Chris Drake, a former Marine who said he served in Japan, strode across to the peace demonstrators and waved a Marine uniform in front of them. "This is what it's all about: the red, white and blue!" he yelled.
Several demonstrators shouted back: "We are not against the troops; we are for peace!"
Two police officers kept an eye on the event, which took place about 50 yards from the police station.
Twentynine Palms, a city of about 26,000 residents, is home to the Marine Corps Air Ground Combat Center, which measures 935 square miles.
Some protesters said that because of strong ties between the base and the community, they were surprised to see so many demonstrators against the anticipated war.
The base, with hundreds of acres set aside for live-fire exercises, trains more than 50,000 Marines each year.
The local economy relies heavily on the Marines, who eat, shop, bank and relax in the tiny desert community. Much of the town's population is made up of retired Marines and military families.
City leaders and many merchants strongly condemned the demonstration.
"It doesn't belong in a military town," said Dean DeMarrow, a retired Marine who owns a jewelry business in town.
Earlier in the week, Twentynine Palms Mayor Jim Bagley had criticized those planning to demonstrate, saying they were "stirring up a hornet's nest." He likened the protesters to actor "Martin Sheen and all the limousine liberals in L.A."
One of the organizers of the event, Joseph Matoush, a Twentynine Palms pastor and retired Navy chaplain, said he expected such criticism but was surprised at the degree of ire his critics displayed.
On Thursday, he said, he found a flier on his church door with drawings of Osama bin Laden, Saddam Hussein and Yasser Arafat and the words: "These are your friends. Why don't you leave America?"
The signature was "Patriots for God, Country, Bush and U.S. Troops."

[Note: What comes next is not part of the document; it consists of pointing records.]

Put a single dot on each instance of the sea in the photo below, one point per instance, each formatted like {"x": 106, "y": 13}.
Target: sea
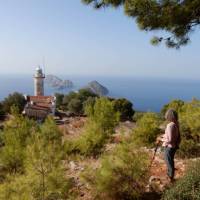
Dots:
{"x": 146, "y": 94}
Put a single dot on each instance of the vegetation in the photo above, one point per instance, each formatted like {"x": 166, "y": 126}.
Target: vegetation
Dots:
{"x": 122, "y": 174}
{"x": 2, "y": 112}
{"x": 32, "y": 161}
{"x": 102, "y": 119}
{"x": 32, "y": 155}
{"x": 16, "y": 99}
{"x": 175, "y": 104}
{"x": 189, "y": 113}
{"x": 178, "y": 17}
{"x": 188, "y": 187}
{"x": 75, "y": 103}
{"x": 147, "y": 129}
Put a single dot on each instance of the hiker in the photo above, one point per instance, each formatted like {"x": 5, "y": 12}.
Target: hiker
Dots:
{"x": 171, "y": 141}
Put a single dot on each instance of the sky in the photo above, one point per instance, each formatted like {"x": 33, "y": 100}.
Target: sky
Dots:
{"x": 71, "y": 38}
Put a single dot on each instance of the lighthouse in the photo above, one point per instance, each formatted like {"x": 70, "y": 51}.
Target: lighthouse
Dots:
{"x": 39, "y": 82}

Matoush, who served 18 years in the military, including a stretch in Operation Desert Storm, said he opposes a preemptive strike against Iraq because he believes that a peaceful solution is still possible.
"We want to show that some people in Twentynine Palms [would like] to see a peaceful resolution," he said.
He declined to identify his church or denomination, saying he does not speak for his congregation or its leadership.
Meanwhile, the antiwar demonstrators marched and chanted for about an hour, then put down their signs for a moment of silence. The group then began singing John Lennon's ballad "Give Peace a Chance."
They concluded the vigil with a chorus of "God Bless America."